„Exit Marrakech“ von Caroline Link

Wäre ich mit dem Vorsatz angetreten, hier nur besonders gute Filme vorzustellen, hätte dieser außen vor bleiben müssen. Ich habe den Film gerne angeschaut (was viel an den hervorragenden Schauspielern und den wunderschönen Bildern liegt), aber er hat auch Schwächen, hinterlässt ein ambivalentes Gefühl.

Der 17-jährige Ben (toll gespielt von Samuel Schneider, den ich bisher nicht kannte) soll in den Ferien seinen Vater Heinrich (Ulrich Tukur, gewohnt gut), in Marrakech besuchen, wo dieser als Regisseur an einem Theaterfestival teilnimmt.

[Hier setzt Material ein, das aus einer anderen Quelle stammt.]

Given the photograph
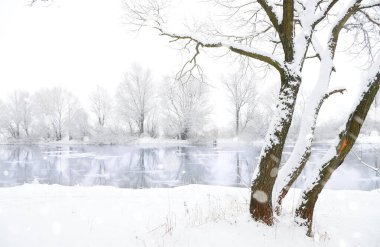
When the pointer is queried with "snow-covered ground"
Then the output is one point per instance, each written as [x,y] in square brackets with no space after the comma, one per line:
[52,215]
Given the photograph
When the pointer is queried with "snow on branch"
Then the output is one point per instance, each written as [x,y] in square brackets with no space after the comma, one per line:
[234,47]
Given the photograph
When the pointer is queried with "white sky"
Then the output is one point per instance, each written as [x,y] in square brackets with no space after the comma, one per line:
[79,44]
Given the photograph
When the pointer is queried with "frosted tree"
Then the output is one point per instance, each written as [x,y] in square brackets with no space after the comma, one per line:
[243,96]
[185,105]
[282,35]
[101,104]
[136,97]
[18,115]
[56,108]
[342,146]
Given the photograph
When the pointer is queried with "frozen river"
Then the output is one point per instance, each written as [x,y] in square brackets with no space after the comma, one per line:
[143,167]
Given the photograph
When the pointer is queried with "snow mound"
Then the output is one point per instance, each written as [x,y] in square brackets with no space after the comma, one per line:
[196,215]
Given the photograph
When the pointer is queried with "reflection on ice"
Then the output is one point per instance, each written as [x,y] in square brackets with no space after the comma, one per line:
[137,167]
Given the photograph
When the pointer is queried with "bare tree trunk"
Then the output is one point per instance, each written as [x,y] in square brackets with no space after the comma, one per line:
[336,155]
[237,122]
[300,159]
[270,158]
[141,124]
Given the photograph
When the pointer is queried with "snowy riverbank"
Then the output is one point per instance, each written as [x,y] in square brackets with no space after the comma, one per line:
[53,215]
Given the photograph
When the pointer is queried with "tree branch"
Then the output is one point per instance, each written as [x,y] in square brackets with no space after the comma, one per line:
[234,47]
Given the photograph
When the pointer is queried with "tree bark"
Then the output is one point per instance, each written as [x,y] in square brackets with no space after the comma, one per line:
[270,158]
[337,154]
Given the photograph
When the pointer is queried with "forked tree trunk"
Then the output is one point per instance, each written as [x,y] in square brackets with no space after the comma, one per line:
[270,158]
[336,155]
[300,159]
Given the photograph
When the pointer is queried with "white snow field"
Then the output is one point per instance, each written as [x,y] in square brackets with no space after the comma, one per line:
[36,215]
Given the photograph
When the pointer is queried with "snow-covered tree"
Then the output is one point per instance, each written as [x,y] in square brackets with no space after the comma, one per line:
[56,108]
[282,35]
[17,118]
[185,105]
[243,97]
[136,98]
[101,104]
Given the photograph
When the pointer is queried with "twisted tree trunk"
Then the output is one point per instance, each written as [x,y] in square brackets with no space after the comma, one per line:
[270,158]
[336,155]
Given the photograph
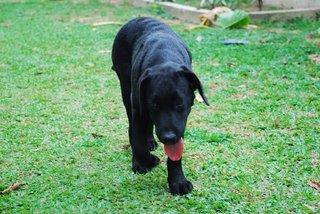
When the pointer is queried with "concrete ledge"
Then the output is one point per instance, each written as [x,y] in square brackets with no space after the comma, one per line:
[191,14]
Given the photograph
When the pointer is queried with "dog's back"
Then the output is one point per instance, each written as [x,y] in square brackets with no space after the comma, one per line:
[149,41]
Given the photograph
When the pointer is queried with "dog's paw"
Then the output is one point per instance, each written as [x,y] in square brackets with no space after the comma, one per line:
[153,145]
[181,187]
[152,162]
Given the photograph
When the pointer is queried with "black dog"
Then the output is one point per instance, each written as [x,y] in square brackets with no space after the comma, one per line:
[153,65]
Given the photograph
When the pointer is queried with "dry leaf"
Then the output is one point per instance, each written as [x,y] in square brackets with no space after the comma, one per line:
[315,58]
[6,24]
[90,64]
[231,64]
[208,19]
[315,185]
[199,38]
[284,61]
[104,51]
[14,186]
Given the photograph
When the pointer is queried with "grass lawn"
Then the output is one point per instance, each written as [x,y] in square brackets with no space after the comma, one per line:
[63,129]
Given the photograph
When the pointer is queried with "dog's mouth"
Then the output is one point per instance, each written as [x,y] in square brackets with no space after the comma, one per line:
[175,151]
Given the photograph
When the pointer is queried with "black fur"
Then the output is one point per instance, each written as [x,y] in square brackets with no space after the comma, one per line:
[153,65]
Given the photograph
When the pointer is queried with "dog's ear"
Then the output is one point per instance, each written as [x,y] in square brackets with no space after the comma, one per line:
[142,84]
[195,83]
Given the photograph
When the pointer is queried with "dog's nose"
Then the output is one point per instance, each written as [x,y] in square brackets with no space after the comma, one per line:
[169,138]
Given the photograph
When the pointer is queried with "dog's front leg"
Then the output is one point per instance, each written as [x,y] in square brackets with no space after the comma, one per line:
[142,160]
[178,183]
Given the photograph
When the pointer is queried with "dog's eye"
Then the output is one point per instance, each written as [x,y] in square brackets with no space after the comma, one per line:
[179,106]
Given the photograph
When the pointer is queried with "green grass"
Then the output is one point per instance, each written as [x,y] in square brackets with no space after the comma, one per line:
[63,128]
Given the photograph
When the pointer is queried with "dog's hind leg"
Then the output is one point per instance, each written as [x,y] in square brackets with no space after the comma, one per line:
[150,138]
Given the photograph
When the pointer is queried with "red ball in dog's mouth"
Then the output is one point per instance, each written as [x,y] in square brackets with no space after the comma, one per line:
[175,151]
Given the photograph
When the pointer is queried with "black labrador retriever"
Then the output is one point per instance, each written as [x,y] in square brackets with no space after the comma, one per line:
[153,65]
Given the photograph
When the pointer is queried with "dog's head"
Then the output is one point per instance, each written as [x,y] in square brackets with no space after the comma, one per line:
[167,94]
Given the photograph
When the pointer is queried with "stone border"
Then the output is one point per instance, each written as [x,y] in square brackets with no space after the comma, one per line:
[191,14]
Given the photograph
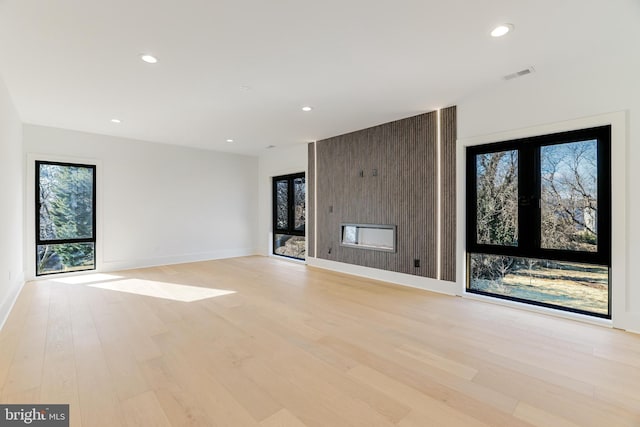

Ben ist auf Konfrontationskurs gegenüber seinem Vater, den er nach der Trennung seiner Eltern wenig zu Gesicht bekommen hat. Vater und Sohn haben sich wenig zu sagen, der Vater bleibt am liebsten am Hotelpool und taucht mit einem Buch in eine Phantasiewelt ein, den Sohn reizt die Realität – in Marrakech – und er lässt sich vom bunten exotischen Treiben mitreißen. Er folgt einer jungen Prostituierten, mit der er sich anfreundet, in ihr entlegenes Bergdorf. Der Vater, der sich große Sorgen um seinen diabeteskranken Sohn macht, setzt sich notgedrungen in Bewegung, um Ben zu suchen. Die gemeinsame Rückfahrt, bei der es eine Reihe von Hindernissen zu überwinden gilt, bringt die beiden einander näher. Am Ende des Films ist Ben bereit, seine Halbschwester kennenzulernen, er ist erwachsen geworden.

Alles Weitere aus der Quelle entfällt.